The ruling may not have any immediate impact, as Big Cypress already closed all units to ORV use for 60 days, starting June 4.

In his 80-page ruling, U.S. District Judge John E. Steele found for the environmental plaintiffs in virtually every respect. NPS violated the National Environmental Policy Act, Endangered Species Act, Big Cypress Establishment Act, National Park Service Organic Act, 2000 ORV Management Plan, and two Executive Orders dealing with off-road vehicle use.

Steele also found that NPS had breached a 1995 settlement agreement that required the service to prepare an off-road vehicle management plan and a Supplemental Environmental Impact Statement examining the effects of a “no action” alternative.

At issue was NPS’s 2007 decision to convert 1.58 miles of primary trail to secondary trail and to re-open 15.21 miles of primary trail and 7.49 miles of secondary trails — a total of about 24 miles.

Here’s a quick rundown of the judge’s decision, by count. Excerpts are from the opinion.

Counts One and Two: Breach of Settlement Agreement and Breach of NEPA

“NPS’s 2007 decision first reopened the trails and then committed to performing a study of ORV impacts in the Preserve. NPS obtained funding for a proposed interagency scope of work (SOW) to be performed jointly with FWS in 2008. AR 6840-6844.

“NEPA requires the agency to perform such studies before making a decision with environmental impacts. See Mainella, 375 F.3d at 1096 (“NEPA imposes procedural requirements before decisions are made in order to ensure that those decisions take environmental consequences into account.”)

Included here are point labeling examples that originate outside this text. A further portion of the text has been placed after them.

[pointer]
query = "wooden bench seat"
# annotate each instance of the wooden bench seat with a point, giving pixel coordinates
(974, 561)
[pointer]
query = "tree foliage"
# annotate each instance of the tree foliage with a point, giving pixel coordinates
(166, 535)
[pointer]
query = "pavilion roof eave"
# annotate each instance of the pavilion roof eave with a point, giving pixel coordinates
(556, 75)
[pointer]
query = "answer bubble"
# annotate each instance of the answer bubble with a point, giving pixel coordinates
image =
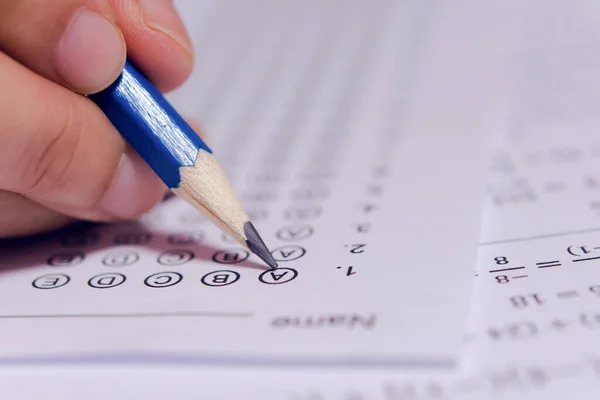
(294, 232)
(220, 278)
(230, 256)
(278, 276)
(163, 279)
(120, 259)
(175, 257)
(51, 281)
(288, 253)
(66, 259)
(106, 281)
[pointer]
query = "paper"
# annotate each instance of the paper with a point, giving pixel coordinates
(535, 312)
(371, 206)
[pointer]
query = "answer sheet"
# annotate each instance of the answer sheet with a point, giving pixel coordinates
(535, 311)
(358, 164)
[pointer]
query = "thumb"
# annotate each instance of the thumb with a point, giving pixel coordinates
(58, 149)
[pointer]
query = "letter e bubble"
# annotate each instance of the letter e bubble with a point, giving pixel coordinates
(51, 281)
(106, 281)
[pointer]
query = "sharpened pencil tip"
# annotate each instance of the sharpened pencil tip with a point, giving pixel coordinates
(257, 246)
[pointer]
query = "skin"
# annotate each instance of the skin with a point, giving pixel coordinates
(60, 158)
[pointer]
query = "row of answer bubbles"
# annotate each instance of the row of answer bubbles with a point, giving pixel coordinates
(173, 257)
(166, 279)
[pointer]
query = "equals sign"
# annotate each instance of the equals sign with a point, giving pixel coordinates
(567, 295)
(548, 264)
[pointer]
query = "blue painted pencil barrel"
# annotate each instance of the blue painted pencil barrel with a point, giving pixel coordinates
(150, 124)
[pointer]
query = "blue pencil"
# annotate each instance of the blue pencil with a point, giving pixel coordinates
(177, 154)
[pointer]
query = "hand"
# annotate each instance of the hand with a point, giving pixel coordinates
(60, 158)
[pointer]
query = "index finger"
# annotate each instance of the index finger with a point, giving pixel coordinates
(157, 41)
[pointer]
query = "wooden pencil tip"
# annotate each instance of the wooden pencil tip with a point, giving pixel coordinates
(257, 246)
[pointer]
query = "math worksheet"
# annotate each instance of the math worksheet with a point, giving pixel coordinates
(321, 116)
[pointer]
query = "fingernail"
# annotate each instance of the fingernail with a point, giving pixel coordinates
(161, 15)
(134, 189)
(91, 52)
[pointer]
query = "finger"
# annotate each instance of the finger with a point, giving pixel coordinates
(157, 41)
(59, 150)
(21, 216)
(75, 43)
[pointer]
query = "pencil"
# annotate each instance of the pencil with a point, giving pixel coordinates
(177, 154)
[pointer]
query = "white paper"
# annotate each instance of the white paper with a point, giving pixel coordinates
(534, 329)
(535, 320)
(360, 167)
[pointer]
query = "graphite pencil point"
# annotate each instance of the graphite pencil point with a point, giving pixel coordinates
(257, 246)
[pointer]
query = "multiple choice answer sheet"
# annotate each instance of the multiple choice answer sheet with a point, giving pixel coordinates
(535, 316)
(533, 332)
(358, 165)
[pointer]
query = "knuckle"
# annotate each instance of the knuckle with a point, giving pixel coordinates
(52, 156)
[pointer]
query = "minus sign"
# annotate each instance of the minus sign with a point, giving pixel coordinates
(506, 269)
(587, 259)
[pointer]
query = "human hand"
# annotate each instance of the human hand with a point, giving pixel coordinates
(60, 158)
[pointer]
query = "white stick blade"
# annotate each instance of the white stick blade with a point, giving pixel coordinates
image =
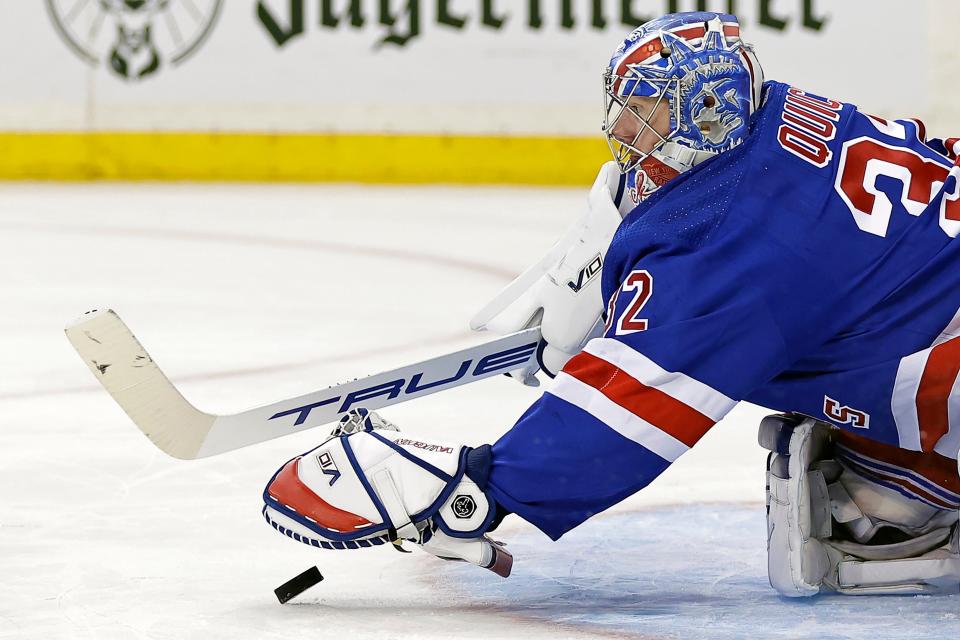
(131, 377)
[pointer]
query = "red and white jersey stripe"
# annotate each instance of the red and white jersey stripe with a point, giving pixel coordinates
(926, 399)
(667, 412)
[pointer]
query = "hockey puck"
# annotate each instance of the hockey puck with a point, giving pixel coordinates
(295, 586)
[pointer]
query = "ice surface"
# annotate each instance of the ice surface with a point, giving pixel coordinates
(248, 294)
(691, 571)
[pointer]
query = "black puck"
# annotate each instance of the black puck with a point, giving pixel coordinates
(295, 586)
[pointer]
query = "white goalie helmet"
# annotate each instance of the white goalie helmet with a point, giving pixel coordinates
(679, 90)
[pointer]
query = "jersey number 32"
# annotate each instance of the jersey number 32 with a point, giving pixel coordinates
(639, 284)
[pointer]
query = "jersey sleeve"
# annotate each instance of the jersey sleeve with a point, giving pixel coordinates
(687, 337)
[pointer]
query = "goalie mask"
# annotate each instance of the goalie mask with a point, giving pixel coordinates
(679, 90)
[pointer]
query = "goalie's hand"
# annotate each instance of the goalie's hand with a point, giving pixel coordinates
(561, 293)
(368, 485)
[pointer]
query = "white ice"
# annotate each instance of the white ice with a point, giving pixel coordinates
(247, 294)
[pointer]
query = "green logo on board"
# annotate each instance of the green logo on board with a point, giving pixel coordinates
(134, 38)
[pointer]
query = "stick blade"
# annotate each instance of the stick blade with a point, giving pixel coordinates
(128, 373)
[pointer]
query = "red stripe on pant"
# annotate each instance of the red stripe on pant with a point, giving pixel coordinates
(936, 469)
(933, 395)
(668, 414)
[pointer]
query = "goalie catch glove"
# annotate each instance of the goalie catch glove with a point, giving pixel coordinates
(561, 292)
(368, 485)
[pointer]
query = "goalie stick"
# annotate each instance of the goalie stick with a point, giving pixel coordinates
(137, 384)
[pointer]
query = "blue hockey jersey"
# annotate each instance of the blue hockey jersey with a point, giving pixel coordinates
(810, 269)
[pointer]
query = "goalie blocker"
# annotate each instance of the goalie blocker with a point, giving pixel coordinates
(832, 528)
(368, 485)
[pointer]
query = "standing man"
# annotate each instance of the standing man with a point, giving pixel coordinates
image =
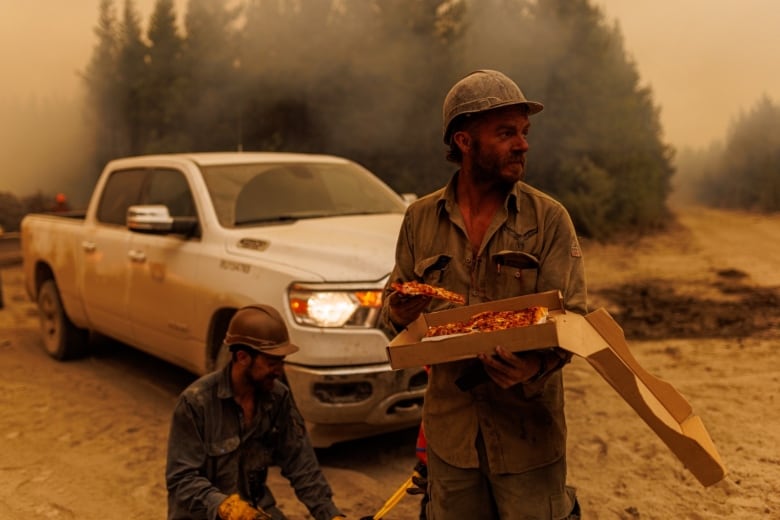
(496, 450)
(229, 426)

“The Court finds that the administrative record does not reflect a rational basis for NPS’s 2007 decision to reopen trails in the BIU and, as such, the decision was arbitrary and capricious and a violation of NEPA. Summary judgment is granted in favor of plaintiffs as to Counts One and Two.”

Count Three: Big Cypress Establishment Act, National Park Service Organic Act, and the 2000 ORV Management Plan

Because the Court finds that the administrative record does not reflect a rational basis for NPS’s 2007 decision to reopen trails in the BIU, plaintiffs will be granted summary judgment on Count Three.”

Count Four: Violation of Executive Orders 11,644 and 11,989

“NPS has failed to cite to substantive evidence in the record which demonstrates that the decision to reopen trails was made with the objective of minimizing impacts. The Court finds the decision to reopen the trails was therefore arbitrary and capricious.”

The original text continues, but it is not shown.